Operator Note Access
This setting is available if the security group ONLY supports Web/Mobile Client. It decides what types of operator notes are accessible to the security group.
This setting applies to:
- Remote users belonging to this security group
- Signal history in ICA
- operator notes of activations in ICA
- dispatch notes of dispatch jobs in ICA
- corresponding reports run via ICA.
It does not apply to operators.
If you run a report as an operator, via either ICA or Patriot Client Programme, then only the System Wide Settings will apply.
If you run a report as a remote user via ICA, then both settings will apply. The report data will be filtered on security group settings AND system settings. Only notes satisfying both settings will be included in the report.
There is a similar note type filter in the Report Settings section of System Wide Settings to restrict the note types included in a report. It applies globally.
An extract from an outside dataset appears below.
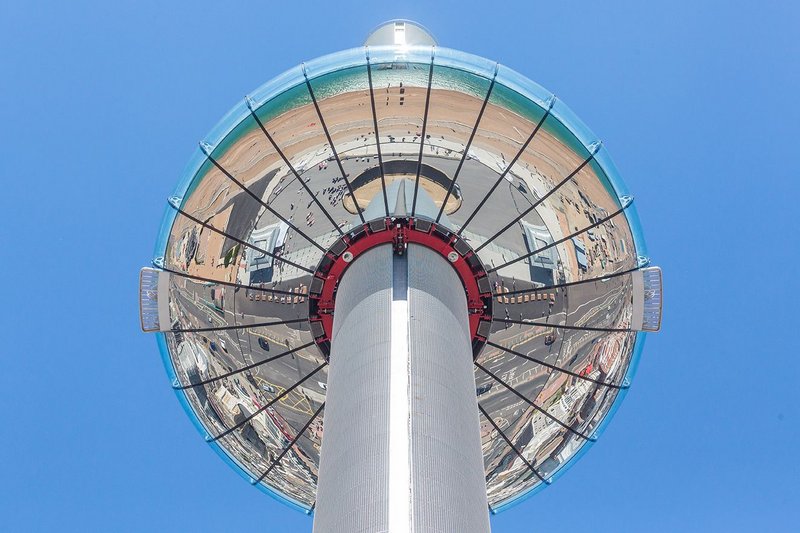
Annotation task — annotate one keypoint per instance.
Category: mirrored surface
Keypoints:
(297, 168)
Remote Dashboard Filtering
This setting is available if the security group supports Extended Access or Monitoring.
- Build-in Dashboard Access: Users can access the default dashboard template which is provided by Patriot.
- Full Dashboard Access: A list of customised dashboard JSON.
ICA Report Access
This setting is available if the security group supports Web/Mobile Client. It decides what reports are available via ICA.
Changing Security Group Records
Click to select the Security Group from the list Security Groups Window. Edit the desired fields and click the Save button
View Sensitive Details
Sensitive information in clients accounts in the operator logs is hidden.
- Instead, these entries will show Sensitive Data - Use Display Passwords option to display in place of the password. This option is accessed through Current Operator > Display Passwords menu.
- If Operators have the administrator right then Display Password will be visible in the Operator menu, once this option has been clicked they will be able to view passwords until they log off.
Deleting Security Group Records
Click to select the Security Group you wish to delete from the list in the Security Groups Window. Click the Delete button.
The delete command cannot be undone so it is advised that you proceed with caution.